## Classifying text

In [5]:
import numpy as np
import pandas as pd
import sklearn
from sklearn.model_selection import train_test_split
from sklearn.model_selection import GridSearchCV as gs
import sklearn.feature_extraction.text as text
import sklearn.naive_bayes as nb
import matplotlib.pyplot as plt
from sklearn.metrics import precision_score, recall_score, accuracy_score
%matplotlib inline

We turn to applying machine learning classification methods to text. There are
no new principles at stake.  In principle, everything is the same as it was for
learning how to classify irises.

1.  We need to find labeled data; each of the exemplars in the data should be represented with a fixed set of features.  
2. We need to split our data and training and test data.  
3. We need to train learner on the training data and evaluate it (test it) it on the test data.

The problem is that text data is not in a form  that is compatible with
what we have learned about classifiers.  The text must be put in a suitable
form before a linear model; can be trained on it. 

**Training**

1.  Labeled data must be loaded (into Python).  It should be a sequence of documents T accompanied by a sequence of labels L. 
2.  Split T and L into training and test groups, yielding T1 and T2; as well as and L1 and L2.
2.  Train or a **feature model** on the training data T1 (or in scikit learn terminology **fit** the model **to** the training data).  The feature model inputs the text sequence and outputs a **term-document** matrix suitable for training a linear classifier.  The feature model is called a **vectorizer**
(because it turns a document into a vector, a column of numbers).
3.  Using the trained vectorizer, transform T1 into a term document matrix M1.
4.  Train a linear model $\mu$ on M1 and L1.

**Evaluation**

1.  Transform the test data T2 into a term document matrix M2 using the vectorizer fit during step 2 of training;  in particular this means if there are words in the T2 data that were never seen during training, they are ignored in building M2.
2.  Use $\mu$  to classify the texts represented in M2; that is produce a set of predicted labels P2.
3.  Compare the actual labels L2 with the predicted labels P2 using standard evaluation metrics such as precision, accuracy, and recall.

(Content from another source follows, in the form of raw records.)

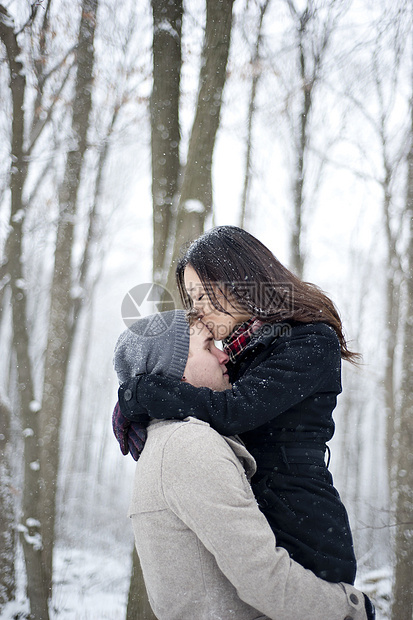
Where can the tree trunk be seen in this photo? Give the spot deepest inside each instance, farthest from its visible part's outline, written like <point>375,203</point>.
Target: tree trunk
<point>195,202</point>
<point>256,74</point>
<point>138,604</point>
<point>31,528</point>
<point>61,305</point>
<point>296,251</point>
<point>403,592</point>
<point>165,132</point>
<point>7,539</point>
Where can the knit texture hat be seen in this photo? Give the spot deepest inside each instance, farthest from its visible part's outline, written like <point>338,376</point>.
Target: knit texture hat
<point>155,344</point>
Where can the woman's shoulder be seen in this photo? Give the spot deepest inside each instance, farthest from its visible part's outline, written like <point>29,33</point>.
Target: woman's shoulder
<point>314,334</point>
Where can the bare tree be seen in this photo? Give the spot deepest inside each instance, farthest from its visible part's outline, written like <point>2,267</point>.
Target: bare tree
<point>195,198</point>
<point>314,24</point>
<point>7,537</point>
<point>60,331</point>
<point>13,272</point>
<point>402,592</point>
<point>165,129</point>
<point>256,74</point>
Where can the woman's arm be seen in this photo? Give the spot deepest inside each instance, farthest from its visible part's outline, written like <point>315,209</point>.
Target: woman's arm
<point>299,365</point>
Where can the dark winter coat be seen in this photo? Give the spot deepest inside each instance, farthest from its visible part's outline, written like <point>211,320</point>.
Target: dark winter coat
<point>281,403</point>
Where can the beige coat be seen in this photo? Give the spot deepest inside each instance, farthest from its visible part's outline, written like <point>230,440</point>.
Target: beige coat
<point>206,550</point>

## Review the steps with insult detection

We looked at the insult detection data in  the text classification notebook.

### Training step 1: Loading the data

Let's load the CSV file.

In [3]:
import os.path
site = 'https://raw.githubusercontent.com/gawron/python-for-social-science/master/'\
'text_classification/'
#site = 'https://gawron.sdsu.edu/python_for_ss/course_core/book_draft/_static/'
df = pd.read_csv(os.path.join(site,"troll.csv"))

Each row is a comment  taken from a blog or online forum. There are three columns: whether the comment is insulting (1) or not (0), the date, and the comment.

In [49]:
df.tail()

Unnamed: 0,Insult,Date,Comment
3942,1,20120502172717Z,"""you are both morons and that is never happening"""
3943,0,20120528164814Z,"""Many toolbars include spell check, like Yahoo..."
3944,0,20120620142813Z,"""@LambeauOrWrigley\xa0\xa0@K.Moss\xa0\nSioux F..."
3945,0,20120528205648Z,"""How about Felix? He is sure turning into one ..."
3946,0,20120515200734Z,"""You're all upset, defending this hipster band..."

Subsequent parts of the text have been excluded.